Saturday, November 18, 2006

Why the use of supplemental oxygen in spud guns is a bad idea

Remember the scene in Road Warrior where one of the freakish biker guys injects nitrous into his suped up buggy to get more power? This story reminds me of that. Some things are better left un-supercharged, un-turbocharged, and without added special ingredients. To wit. . . .

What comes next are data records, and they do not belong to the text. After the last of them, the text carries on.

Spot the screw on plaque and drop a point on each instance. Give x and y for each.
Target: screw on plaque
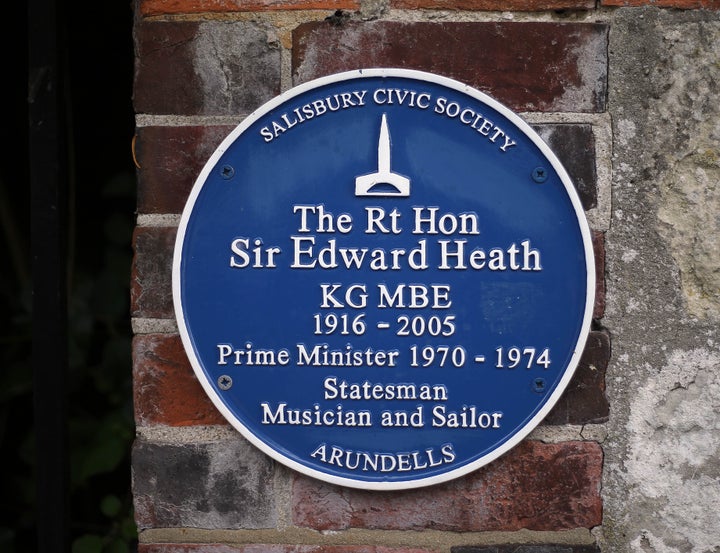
(539, 174)
(227, 172)
(224, 382)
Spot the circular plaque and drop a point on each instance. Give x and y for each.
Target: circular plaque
(383, 279)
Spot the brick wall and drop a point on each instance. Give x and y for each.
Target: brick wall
(201, 66)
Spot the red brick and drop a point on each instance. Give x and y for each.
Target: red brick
(598, 239)
(208, 68)
(535, 486)
(174, 7)
(679, 4)
(170, 160)
(584, 400)
(272, 548)
(166, 390)
(495, 5)
(151, 283)
(529, 66)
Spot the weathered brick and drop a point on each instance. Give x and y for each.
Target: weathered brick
(170, 160)
(598, 239)
(151, 283)
(495, 5)
(176, 7)
(678, 4)
(530, 66)
(584, 400)
(526, 548)
(574, 145)
(166, 390)
(209, 68)
(226, 484)
(535, 486)
(273, 548)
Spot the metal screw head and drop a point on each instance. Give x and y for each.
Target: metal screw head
(227, 172)
(539, 174)
(224, 382)
(539, 385)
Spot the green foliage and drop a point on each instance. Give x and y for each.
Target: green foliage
(100, 426)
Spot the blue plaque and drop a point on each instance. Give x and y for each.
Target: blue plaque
(384, 279)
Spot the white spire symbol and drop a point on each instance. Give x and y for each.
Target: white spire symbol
(365, 183)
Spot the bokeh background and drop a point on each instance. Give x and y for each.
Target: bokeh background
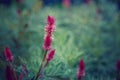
(86, 29)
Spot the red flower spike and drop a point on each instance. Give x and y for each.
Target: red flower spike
(8, 54)
(50, 55)
(47, 42)
(81, 70)
(118, 65)
(50, 27)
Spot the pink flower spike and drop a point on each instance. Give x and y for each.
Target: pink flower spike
(50, 27)
(47, 42)
(81, 70)
(19, 1)
(8, 54)
(50, 20)
(50, 55)
(118, 65)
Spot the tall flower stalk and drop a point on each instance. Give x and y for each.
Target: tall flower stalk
(118, 70)
(47, 45)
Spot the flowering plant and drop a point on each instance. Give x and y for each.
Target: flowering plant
(48, 54)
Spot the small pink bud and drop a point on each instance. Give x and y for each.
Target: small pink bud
(50, 55)
(50, 27)
(19, 1)
(50, 20)
(66, 3)
(81, 70)
(8, 54)
(88, 1)
(47, 42)
(21, 76)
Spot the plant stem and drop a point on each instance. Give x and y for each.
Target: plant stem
(44, 57)
(14, 73)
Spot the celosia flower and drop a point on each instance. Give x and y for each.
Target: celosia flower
(50, 55)
(8, 54)
(47, 42)
(66, 3)
(87, 1)
(8, 74)
(50, 27)
(118, 65)
(18, 12)
(81, 70)
(22, 75)
(19, 1)
(118, 70)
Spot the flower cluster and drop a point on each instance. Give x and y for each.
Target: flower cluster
(8, 54)
(49, 29)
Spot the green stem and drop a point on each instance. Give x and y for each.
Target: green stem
(14, 73)
(44, 57)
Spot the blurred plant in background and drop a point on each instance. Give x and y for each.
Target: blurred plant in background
(90, 32)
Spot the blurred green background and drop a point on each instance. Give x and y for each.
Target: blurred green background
(88, 31)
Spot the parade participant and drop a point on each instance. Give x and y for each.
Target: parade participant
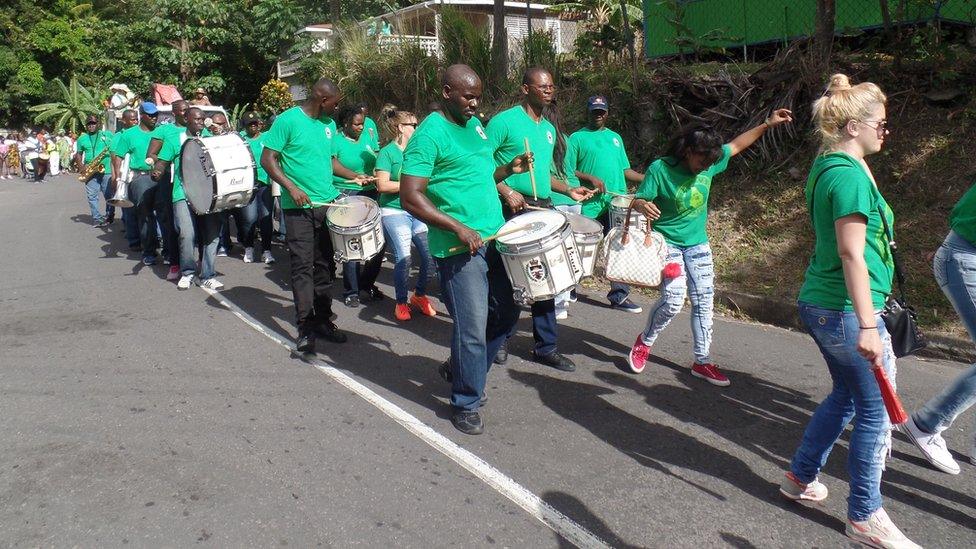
(400, 226)
(298, 156)
(164, 192)
(596, 156)
(257, 214)
(448, 182)
(134, 143)
(955, 271)
(675, 193)
(129, 218)
(507, 133)
(90, 144)
(189, 227)
(844, 290)
(352, 169)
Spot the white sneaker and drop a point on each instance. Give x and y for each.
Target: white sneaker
(185, 281)
(932, 446)
(879, 531)
(212, 284)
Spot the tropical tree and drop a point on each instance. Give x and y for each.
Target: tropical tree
(75, 104)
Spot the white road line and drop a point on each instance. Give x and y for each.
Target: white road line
(531, 503)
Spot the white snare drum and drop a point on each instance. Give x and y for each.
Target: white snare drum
(543, 261)
(217, 172)
(355, 230)
(618, 211)
(588, 233)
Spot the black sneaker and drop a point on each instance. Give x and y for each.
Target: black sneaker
(501, 357)
(330, 331)
(305, 342)
(468, 422)
(555, 360)
(627, 306)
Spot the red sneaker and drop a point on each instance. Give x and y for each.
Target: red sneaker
(402, 311)
(710, 373)
(637, 358)
(423, 304)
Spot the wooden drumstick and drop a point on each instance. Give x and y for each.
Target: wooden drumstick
(526, 227)
(535, 195)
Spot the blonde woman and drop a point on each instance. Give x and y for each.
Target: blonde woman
(402, 228)
(845, 288)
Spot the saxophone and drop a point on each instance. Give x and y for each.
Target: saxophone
(94, 167)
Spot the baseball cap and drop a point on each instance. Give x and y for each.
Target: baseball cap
(597, 103)
(250, 117)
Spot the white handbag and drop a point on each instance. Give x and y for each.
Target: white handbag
(632, 256)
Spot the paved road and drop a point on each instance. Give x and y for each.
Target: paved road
(135, 414)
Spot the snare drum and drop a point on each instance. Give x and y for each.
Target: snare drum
(217, 172)
(618, 211)
(588, 233)
(543, 261)
(356, 231)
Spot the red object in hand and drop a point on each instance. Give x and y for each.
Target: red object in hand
(672, 270)
(896, 413)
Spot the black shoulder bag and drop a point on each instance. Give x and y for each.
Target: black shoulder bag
(899, 317)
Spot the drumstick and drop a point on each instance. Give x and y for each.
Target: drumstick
(535, 196)
(517, 228)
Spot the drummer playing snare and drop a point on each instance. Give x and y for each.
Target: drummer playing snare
(448, 182)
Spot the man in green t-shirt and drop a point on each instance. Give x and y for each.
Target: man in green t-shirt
(508, 133)
(595, 155)
(134, 144)
(91, 144)
(448, 182)
(298, 156)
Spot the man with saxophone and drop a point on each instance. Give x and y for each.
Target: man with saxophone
(95, 168)
(134, 143)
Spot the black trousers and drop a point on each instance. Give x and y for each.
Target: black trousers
(312, 265)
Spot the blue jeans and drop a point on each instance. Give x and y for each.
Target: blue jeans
(855, 394)
(697, 281)
(955, 271)
(95, 187)
(478, 296)
(402, 229)
(188, 225)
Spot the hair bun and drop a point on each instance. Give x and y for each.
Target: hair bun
(839, 82)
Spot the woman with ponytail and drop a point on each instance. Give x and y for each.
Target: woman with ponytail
(400, 227)
(844, 290)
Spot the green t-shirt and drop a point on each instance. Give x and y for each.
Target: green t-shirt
(458, 162)
(170, 152)
(305, 147)
(257, 147)
(599, 153)
(390, 160)
(682, 198)
(963, 217)
(135, 143)
(845, 190)
(370, 135)
(92, 144)
(356, 156)
(507, 132)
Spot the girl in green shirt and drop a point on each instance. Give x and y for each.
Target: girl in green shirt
(844, 290)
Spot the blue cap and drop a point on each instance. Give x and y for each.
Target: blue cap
(597, 103)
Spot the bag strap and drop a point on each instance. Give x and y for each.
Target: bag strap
(895, 257)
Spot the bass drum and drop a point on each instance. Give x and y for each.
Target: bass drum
(217, 172)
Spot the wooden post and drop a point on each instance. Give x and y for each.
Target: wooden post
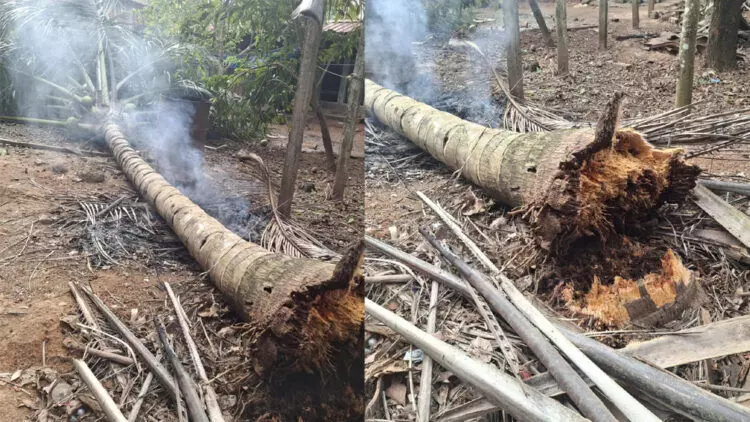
(721, 53)
(302, 97)
(513, 52)
(603, 11)
(353, 115)
(687, 53)
(541, 23)
(561, 16)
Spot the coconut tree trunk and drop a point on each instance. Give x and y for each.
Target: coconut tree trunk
(573, 183)
(603, 11)
(353, 116)
(541, 23)
(302, 97)
(513, 51)
(723, 34)
(687, 53)
(561, 15)
(300, 308)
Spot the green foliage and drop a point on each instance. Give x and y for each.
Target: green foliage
(246, 54)
(445, 17)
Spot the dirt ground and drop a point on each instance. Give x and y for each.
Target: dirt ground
(396, 169)
(42, 248)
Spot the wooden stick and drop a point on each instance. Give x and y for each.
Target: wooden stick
(212, 403)
(85, 310)
(141, 396)
(187, 386)
(52, 148)
(523, 403)
(741, 188)
(629, 406)
(157, 368)
(733, 220)
(110, 409)
(425, 381)
(393, 278)
(585, 399)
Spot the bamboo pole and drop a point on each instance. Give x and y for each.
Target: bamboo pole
(572, 383)
(110, 409)
(503, 390)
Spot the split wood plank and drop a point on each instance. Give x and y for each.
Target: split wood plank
(735, 221)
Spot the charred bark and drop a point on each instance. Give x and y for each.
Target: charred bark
(723, 34)
(569, 185)
(299, 308)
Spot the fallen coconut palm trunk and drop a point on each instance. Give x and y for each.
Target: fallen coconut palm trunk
(664, 388)
(573, 182)
(521, 401)
(299, 307)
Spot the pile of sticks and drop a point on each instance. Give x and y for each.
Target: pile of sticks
(597, 379)
(195, 401)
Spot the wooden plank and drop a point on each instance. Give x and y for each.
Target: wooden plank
(733, 220)
(708, 341)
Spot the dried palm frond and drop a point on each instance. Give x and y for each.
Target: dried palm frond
(519, 117)
(284, 235)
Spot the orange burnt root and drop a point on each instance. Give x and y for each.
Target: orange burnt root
(609, 187)
(656, 298)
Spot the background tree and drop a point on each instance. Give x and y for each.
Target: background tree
(353, 116)
(305, 84)
(561, 15)
(687, 53)
(513, 51)
(603, 12)
(723, 34)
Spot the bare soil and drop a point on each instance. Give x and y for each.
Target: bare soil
(41, 191)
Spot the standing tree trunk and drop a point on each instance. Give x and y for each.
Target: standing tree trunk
(353, 115)
(603, 11)
(302, 97)
(513, 51)
(561, 15)
(575, 182)
(722, 35)
(687, 53)
(542, 24)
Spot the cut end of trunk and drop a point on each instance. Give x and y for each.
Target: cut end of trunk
(306, 331)
(655, 299)
(609, 186)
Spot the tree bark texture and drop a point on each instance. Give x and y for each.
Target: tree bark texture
(513, 51)
(302, 97)
(603, 12)
(299, 307)
(561, 15)
(721, 53)
(571, 183)
(353, 116)
(687, 53)
(541, 23)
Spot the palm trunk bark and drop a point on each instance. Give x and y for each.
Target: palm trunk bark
(300, 308)
(572, 183)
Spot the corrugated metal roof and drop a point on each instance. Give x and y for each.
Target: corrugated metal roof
(342, 27)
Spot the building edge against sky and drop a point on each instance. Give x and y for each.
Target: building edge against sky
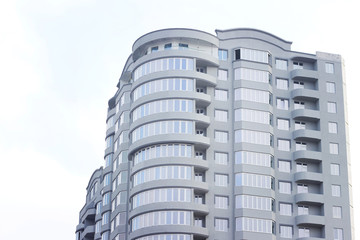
(232, 136)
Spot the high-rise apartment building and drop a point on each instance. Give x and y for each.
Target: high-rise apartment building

Here's an interesting account of firefighters learning on the job:

Pull quote from Fire Resuce Magazine:

It had been more than a decade since I saw my last potato cannon. I figured it died the same death as the mullet hairstyle, just kind of faded away. I was transported back to that time in my career when I heard an unsubstantiated rumor a couple of months ago. In the interest of decorum, let's just say the incident allegedly occurred somewhere in the Southwestern United States of America, and we can leave it at that. This is the story as I heard it:

A group of young firefighters was experimenting with potato cannons. One of the more inquisitive members of the tribe had an idea to get more oomph out of his launcher. After he packed a specially selected spud down the barrel, he filled the combustion chamber with 100 percent oxygen before giving it a 3-second blast of hair spray. He screwed the cap into place and prepared himself for taking the shot heard around the neighborhood.

In hindsight it was fortunate that the crew took some precautions. They knew by adding pure oxygen to the potato-launching formula it would increase the force of the blast to the highest levels. According to the legend, some type of blind was used to shield the cannon master from his weapon. A small hole in the shield allowed him access to the igniter. The remainder of the crew took refuge behind solid objects. The stage was set, the weapon primed. The crew was about to make history.

They were firing the cannon from the sanctity of the apparatus bay. The rigs were parked on the front apron, the front doors were closed. The rear bay doors were open and provided a shooting alley into the large parking lot, where potatoes met a grizzly death when they kissed a block wall after traveling at speeds in excess of 100 mph. Our hero depressed the firing mechanism, giving spark to the supercharged fuel mixture. If I had to guess, I'd say the potato came apart around the time it hit the speed of sound. Something certainly broke the sound barrier because the dozens of fluorescent lights and the window glass in the bay doors all exploded into tens of thousands of tiny shards of glass right after the doomed cannon blew into bits. When the glass settled, the only injuries were ringing in the ears and a small laceration received by our misguided potato master.